Fıkıh

Soru Cevaplarla Zekât

Paylaş:

Zekât Vermenin Şartları Nedir ve Kaç Gr. Altına Zekât Düşer?

Zekât vermenin şartları; kişinin Müslüman, hür, akıllı, buluğ çağına ermiş ve aslî ihtiyaçlarının ve borçlarının dışında nisab miktarı mala sahip olması ayrıca zenginliğinin üzerinden en az bir yıl geçmiş olmasıdır. Kaç gram altına zekât düştüğüne gelince; eski dinar, dirhem gibi ölçü birimlerinin bugünkü grama çevrilişinde hesaplama farklılıkları vardır. O yüzden bazı âlimler bunu 80 gr. olarak tespit etmiş, bazıları 96 gr’a kadar çıkarmış, kimisi de 75 gr’a kadar indirmiştir. Ortalaması 80 gr. dır. Bu sebeple bu kadar altını veya aynı miktarda parası olanların zekât vermesi gerekir. Zenginliğin ölçüsü de yine bu miktardır.

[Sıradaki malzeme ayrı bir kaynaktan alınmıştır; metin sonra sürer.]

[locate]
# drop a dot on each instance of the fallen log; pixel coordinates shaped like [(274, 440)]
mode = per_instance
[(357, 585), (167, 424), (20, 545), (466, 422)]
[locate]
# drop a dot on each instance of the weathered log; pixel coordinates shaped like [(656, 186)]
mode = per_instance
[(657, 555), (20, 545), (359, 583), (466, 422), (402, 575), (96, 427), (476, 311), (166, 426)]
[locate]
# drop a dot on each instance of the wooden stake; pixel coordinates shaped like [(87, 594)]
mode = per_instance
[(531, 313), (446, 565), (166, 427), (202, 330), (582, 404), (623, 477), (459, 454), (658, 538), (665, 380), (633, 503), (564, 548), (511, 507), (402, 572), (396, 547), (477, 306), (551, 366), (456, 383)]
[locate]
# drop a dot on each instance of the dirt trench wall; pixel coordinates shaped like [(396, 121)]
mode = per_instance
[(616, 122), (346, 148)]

90 Gr. Altının Zekâtı Ne Kadardır?

90 gr. Altının hesabı; 1/40 üzerinden yapılır. Eğer bu altın ticaretten değil de tarımdan elde edilmiş parayla alınmışsa; tarım mahsulü olduğu için altın olarak hesaplanmaz.  Tarım mahsullerinde ise; eğer insanlar tarafından sulanıyor ve su masraf yapılıyorsa 1/20’dir. Eğer Allah tarafından sulanıyor ve su, gübre masrafı yoksa o zaman 1/10 vermek zorundadır. Ama ticaretten elde etmiş olduğu parayla altın almışsa, o altın ticaret malıdır. Bu yüzden 1/40 üzerinden hesap edilir ve buna göre 90 gr. altının zekât miktarı 2.25 gramdır.

Zekât Kimlere Verilir, Camiye Zekât Verilir Mi?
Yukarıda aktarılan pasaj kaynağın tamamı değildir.